Um eine spannende Perspektive auf die geheimnisvolle Kulisse zu bekommen, musste ich wohl oder übel durch die ziemlich hoch wütenden Atlantikfluten auf eine kleine vorgelagerte Felsinsel waten. Als ich ankam, war ich schon bis zu den Knien nass. Ich machte einige Testschüsse und hoffte, dass sich die düsteren Wolken etwas auflockern würden. Eigentlich war jetzt schon goldene Stunde. Doch kein einziger Sonnenstrahl schaffte es, sich seinen Weg durch die dichte Wolkendecke zu bahnen. Dafür rollten permanent beängstigend hohe Brecher an. Die kleineren Felsen wurden immer wieder von der Brandung verschluckt.

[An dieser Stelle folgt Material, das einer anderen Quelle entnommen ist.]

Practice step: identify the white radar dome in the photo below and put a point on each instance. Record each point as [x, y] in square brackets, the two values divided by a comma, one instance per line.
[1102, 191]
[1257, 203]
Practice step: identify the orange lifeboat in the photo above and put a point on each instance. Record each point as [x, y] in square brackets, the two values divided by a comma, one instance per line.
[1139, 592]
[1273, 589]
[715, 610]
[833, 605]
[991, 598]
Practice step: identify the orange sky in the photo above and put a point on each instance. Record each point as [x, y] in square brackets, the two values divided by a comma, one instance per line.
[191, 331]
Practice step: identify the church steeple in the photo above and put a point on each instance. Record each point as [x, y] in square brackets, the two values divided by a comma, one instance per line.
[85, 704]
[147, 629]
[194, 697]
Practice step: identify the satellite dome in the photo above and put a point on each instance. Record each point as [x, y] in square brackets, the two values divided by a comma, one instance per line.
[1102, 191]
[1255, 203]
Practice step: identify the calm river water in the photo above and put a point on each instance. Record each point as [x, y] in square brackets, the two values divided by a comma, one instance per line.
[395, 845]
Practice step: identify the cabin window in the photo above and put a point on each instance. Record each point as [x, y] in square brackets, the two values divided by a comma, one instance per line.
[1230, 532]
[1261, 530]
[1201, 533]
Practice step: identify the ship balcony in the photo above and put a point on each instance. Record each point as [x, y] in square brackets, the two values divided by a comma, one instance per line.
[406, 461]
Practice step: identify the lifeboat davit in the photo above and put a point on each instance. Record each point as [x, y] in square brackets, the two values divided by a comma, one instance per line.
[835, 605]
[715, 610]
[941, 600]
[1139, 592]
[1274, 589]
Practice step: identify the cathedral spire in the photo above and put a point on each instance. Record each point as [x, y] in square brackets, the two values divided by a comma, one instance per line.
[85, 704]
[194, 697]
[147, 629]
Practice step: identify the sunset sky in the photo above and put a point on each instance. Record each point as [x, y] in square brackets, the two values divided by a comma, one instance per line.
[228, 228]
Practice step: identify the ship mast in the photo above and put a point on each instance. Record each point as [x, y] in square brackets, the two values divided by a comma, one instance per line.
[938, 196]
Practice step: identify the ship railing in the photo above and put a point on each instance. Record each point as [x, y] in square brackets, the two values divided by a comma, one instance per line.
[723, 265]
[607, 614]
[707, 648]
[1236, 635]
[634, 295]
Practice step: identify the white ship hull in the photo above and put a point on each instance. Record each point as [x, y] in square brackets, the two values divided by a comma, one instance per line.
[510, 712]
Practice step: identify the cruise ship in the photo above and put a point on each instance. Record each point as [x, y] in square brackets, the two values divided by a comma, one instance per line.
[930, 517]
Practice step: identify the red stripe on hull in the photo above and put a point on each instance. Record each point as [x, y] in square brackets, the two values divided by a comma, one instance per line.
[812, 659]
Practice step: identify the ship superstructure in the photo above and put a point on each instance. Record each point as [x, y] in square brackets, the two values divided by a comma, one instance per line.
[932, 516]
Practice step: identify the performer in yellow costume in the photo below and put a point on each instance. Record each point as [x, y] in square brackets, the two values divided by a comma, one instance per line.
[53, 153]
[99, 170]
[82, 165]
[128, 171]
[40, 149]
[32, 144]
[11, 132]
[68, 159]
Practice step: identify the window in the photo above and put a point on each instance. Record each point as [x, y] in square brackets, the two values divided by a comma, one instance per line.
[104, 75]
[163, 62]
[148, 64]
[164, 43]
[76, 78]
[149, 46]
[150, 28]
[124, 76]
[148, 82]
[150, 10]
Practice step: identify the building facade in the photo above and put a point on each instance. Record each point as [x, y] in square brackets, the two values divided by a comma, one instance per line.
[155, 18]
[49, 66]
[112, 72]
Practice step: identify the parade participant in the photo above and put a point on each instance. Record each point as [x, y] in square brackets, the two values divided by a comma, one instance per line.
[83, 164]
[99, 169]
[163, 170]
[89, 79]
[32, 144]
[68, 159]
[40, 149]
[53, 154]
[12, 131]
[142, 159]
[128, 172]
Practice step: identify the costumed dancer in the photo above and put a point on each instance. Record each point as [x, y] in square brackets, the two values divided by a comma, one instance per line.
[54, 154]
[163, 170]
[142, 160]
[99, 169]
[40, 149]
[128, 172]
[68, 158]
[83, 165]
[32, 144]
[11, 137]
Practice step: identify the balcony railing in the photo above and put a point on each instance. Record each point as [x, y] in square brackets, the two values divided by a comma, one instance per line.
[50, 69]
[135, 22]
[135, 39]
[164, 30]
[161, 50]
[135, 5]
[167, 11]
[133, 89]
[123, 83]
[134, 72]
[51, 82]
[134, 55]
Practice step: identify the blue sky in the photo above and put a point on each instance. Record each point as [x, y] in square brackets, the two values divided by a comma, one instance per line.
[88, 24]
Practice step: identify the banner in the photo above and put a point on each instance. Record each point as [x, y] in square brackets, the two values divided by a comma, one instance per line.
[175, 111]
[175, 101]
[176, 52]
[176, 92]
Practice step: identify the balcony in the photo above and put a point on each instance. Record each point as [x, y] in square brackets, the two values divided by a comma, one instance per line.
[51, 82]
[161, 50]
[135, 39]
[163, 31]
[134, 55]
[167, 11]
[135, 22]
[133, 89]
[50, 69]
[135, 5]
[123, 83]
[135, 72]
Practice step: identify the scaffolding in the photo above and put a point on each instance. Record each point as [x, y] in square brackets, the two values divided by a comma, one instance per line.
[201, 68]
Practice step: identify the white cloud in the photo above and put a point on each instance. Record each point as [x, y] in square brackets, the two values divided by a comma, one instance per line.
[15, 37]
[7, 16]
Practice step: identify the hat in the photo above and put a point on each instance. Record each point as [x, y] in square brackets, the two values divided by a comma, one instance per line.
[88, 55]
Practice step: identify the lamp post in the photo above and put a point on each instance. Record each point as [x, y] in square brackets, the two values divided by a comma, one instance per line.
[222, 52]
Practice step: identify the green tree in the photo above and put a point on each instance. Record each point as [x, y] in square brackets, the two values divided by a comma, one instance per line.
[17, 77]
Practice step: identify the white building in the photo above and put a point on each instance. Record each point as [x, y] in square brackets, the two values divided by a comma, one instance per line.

Es war es nur eine Frage der Zeit, bis auch mich dieses Schicksal ereilen würde. Erst von hinten und dann noch einmal von vorne wurde ich von einer wahren Killerwelle erwischt. Meine Ausrüstung und ich waren bis auf den letzten Faden durchnässt. Immerhin ist es mir gelungen, mit der einen Hand das Stativ festzuhalten und mit der anderen mich selbst an einem glitschigen Felsen. Zum Glück ist Karolin vorsichtshalber am Ufer geblieben. Kurz darauf hat sie es aber schließlich auch noch geschafft, einmal auf alle Vieren ein erfrischendes Bad im Atlantik zu nehmen.
Obwohl wir nun klitschnass waren und der wütende Wind den Aufenthalt nicht gerade angenehmer macht, harrten wir aus. Ich wollte die Hoffnung noch nicht aufgeben, dass sich rechtzeitig vor Sonnenuntergang doch noch etwas Licht zeigen würde. Und tatsächlich – plötzlich passierte es: wie von Zauberhand öffnete sich der dichte Wolkenschleier. Das Abendrot tauchte die Wellen und die Formationen vor uns in mystisch-feurige Töne. Das Licht- und Schattenspiel hauchte den Felstürme Leben ein, modellierte sie plastisch. Ich frohlockte innerlich und versuchte keine Zeit zu verlieren. Viele Aufnahmen waren es nicht, schließlich war es fast dunkel und ich musste entsprechend lange belichten. Nach nicht einmal zwei Minuten war das Spektakel dann auch schon wieder vorbei. Da ich ohnehin völlig durchgeweicht war, trat ich den Rückweg auf kürzestem Wege direkt durchs Meer zum Strand an. Durchgefroren, aber doch zufrieden und euphorisiert von diesem kurzem Schauspiel der Natur.